Extra Strength Pretat
Product Images NDC 69804-018

View Photos of Packaging, Regulatory Labels, and Product Appearance

Product Visual Gallery

This gallery contains 8 technical images submitted to the FDA as part of the official labeling for Extra Strength Pretat (NDC 69804-018). Unlike standard consumer photos, these assets often include clinical data figures, molecular chemical structures, and official manufacturer packaging layouts.

As provided by Ridge Properties, these visuals offer a comprehensive scientific overview of the product's physical and chemical identity, aiding pharmacists and researchers in product verification and study.

Product Images & Figures Index

FDA Label Image

Dosage And Administration (Dosage And Administration)

Dosage And Administration (Dosage And Administration)
This text contains instructions for using a skin test product, advising the user to discontinue use if any sensitivity occurs. It suggests applying thick layers every 3-5 minutes until the desired level of pain relief is achieved, but warns not to use the product near the eyes.*
FDA Label Image

Inactive Ingredients (Inactive Ingredients Section)

Inactive Ingredients (Inactive Ingredients Section)
FDA Label Image

Indications And Usage (Indications And Usage)

Indications And Usage (Indications And Usage)
The text suggests that the product or solution it refers to is intended to help individuals manage or alleviate pain that may be associated with tattoos. It may be a temporary solution that offers some level of relief to the user.*
FDA Label Image

Keep Out Of Reach Of Children (Keep Out Of Reach Of Children)

Keep Out Of Reach Of Children (Keep Out Of Reach Of Children)
This text appears to be a warning about a product. It suggests that if the product is ingested, one should seek medical help or contact a poison control center immediately. The product is not specified in the text.*
FDA Label Image

Active Ingredients (Otc Active Ingredient)

Active Ingredients (Otc Active Ingredient)
This is a description for a product or medication that contains Lidocaine Hydrochloride (HCL) as its active ingredient with a concentration of 4%. Lidocaine is a local anesthetic that can be used for numbing the skin or mucous membranes to alleviate pain or discomfort caused by medical procedures or skin conditions.*
FDA Label Image

Principal Display Panel (Principal Display Panel)

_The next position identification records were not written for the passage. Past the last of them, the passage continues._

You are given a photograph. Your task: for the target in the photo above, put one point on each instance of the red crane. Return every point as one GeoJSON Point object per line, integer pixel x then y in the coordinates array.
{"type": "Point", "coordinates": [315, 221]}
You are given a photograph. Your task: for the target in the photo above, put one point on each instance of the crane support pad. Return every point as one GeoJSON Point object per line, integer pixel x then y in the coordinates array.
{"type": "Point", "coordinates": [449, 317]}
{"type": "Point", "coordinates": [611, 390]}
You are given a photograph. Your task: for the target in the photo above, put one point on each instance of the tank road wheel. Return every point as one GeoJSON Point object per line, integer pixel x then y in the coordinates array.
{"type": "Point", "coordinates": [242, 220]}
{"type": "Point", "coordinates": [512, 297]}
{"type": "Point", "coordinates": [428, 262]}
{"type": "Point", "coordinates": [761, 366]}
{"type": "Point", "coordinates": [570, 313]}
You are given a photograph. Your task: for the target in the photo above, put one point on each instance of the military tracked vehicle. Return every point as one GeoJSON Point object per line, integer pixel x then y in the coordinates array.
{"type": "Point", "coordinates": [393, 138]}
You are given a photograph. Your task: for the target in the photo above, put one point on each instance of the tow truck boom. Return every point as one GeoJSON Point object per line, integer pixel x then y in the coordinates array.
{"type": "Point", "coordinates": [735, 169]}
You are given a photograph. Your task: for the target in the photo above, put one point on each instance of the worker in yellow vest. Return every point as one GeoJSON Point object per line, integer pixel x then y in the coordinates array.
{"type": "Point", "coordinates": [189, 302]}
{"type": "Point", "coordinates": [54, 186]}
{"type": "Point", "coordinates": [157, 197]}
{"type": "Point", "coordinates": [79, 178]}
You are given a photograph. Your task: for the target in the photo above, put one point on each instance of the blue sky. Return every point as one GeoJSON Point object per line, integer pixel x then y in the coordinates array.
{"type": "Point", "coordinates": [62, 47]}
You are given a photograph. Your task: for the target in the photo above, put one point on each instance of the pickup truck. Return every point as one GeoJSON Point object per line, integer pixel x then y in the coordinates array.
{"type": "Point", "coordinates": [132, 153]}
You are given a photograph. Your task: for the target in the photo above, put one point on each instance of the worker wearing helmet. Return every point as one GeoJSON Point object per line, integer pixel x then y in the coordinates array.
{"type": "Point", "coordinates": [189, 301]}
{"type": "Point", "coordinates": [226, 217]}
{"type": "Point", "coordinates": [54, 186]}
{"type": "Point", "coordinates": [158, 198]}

Principal Display Panel (Principal Display Panel)
This is a FDA registered drug with NDC# 69804-018-12. The drug contains Lidocaine HCL 4% and other inactive ingredients. This drug shouldn't be used if a person has any known allergy. It is only for professional use and not suitable for use around the eyes. In case of ingestion or any serious allergic reaction, medical attention is necessary. The product is manufactured, packed, and distributed by Pain Relief Naturally, and it is available in 4 ounces of gel. Prior to use, the skin should be tested for sensitivity. If the skin becomes irritated, use should be stopped and seek the help of a doctor. It is recommended not to use the drug on or near the eyes.*
FDA Label Image

Purpose (Purpose)

Purpose (Purpose)
This is a description of a product that is being used as a topical anesthetic.*
FDA Label Image

Warnings Section (Warnings Section)

Warnings Section (Warnings Section)

* These product label images have been analyzed using experimental machine learning. Please verify findings with the primary label text.